More patients with mCRPC had a dose reduction of docetaxel or discontinued docetaxel treatment than patients with mHSPC. This might be related to the greater number of cycles of docetaxel that mCRPC patients receive and the more extensively pretreated population. In the study by Mager et al., the toxicity of docetaxel was significantly higher in the mCRPC group, which was attributed to an older age and not disease stage [11]. In our study, the age of the mCRPC patients was not higher than in the mHSPC group. The number of patients included in this study is too small to make claims on differences in toxicity between both groups. We observed febrile neutropenia, fatigue, taste alterations and peripheral neuropathy as reasons for early discontinuation of docetaxel.

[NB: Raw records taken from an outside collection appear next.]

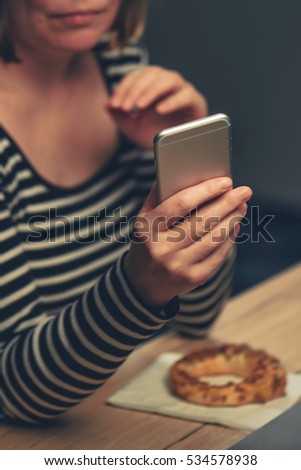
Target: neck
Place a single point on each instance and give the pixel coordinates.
(44, 70)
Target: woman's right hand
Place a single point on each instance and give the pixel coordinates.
(164, 259)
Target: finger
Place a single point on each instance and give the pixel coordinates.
(121, 90)
(184, 98)
(183, 202)
(151, 201)
(212, 213)
(201, 248)
(158, 89)
(200, 272)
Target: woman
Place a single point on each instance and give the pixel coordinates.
(78, 297)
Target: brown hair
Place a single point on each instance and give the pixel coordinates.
(129, 23)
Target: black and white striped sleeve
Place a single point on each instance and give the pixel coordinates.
(61, 359)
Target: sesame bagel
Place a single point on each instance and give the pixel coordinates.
(263, 377)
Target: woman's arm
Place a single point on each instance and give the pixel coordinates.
(52, 362)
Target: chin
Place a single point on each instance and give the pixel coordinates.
(79, 41)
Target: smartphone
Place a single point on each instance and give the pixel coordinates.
(193, 152)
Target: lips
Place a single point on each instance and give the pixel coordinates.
(76, 13)
(77, 18)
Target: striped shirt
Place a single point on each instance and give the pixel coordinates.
(69, 317)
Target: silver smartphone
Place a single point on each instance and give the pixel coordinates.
(193, 152)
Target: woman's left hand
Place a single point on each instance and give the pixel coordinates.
(151, 99)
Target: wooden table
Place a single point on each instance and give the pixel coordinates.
(267, 316)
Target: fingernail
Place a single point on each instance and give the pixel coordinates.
(245, 193)
(243, 209)
(115, 103)
(225, 183)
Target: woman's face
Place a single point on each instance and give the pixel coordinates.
(69, 25)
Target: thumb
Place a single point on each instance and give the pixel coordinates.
(151, 201)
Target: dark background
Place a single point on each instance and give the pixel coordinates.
(244, 55)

As a limitation, our sample size was relatively small, as this was based on a twofold difference in docetaxel AUC between the two groups. Therefore, our study was not designed to detect statistically significant results for smaller differences in docetaxel AUC. As a second limitation, two patients in the mCRPC group and three patients in the mHSPC group had recently used CYP3A4 modulating agents prior to start of docetaxel, which could have influenced the docetaxel PK (bicalutamide within 14 days or enzalutamide within 6 weeks prior to docetaxel). As this is representative for daily clinical practice, we did not exclude these patients. Unfortunately, this co-medication was not similar between the two groups, and had contradictive effects, as enzalutamide (used by 2 mCRPC patients) is a CYP3A4 inductor, while bicalutamide (used by 3 mHSPC patients) inhibits CYP3A4. This could have had a relevant impact on our PK-results, with a potential decrease of the mean docetaxel exposure in the mCRPC group and increase of the docetaxel exposure in the mHSPC group.

In conclusion, despite prior reports on potential differences in docetaxel-related toxicity between medically castrated mCPRC and mHSPC patients, the PK profile of docetaxel was similar in both groups. These results suggest that standard dosing adaptations are not recommended for the new mHSPC population receiving docetaxel.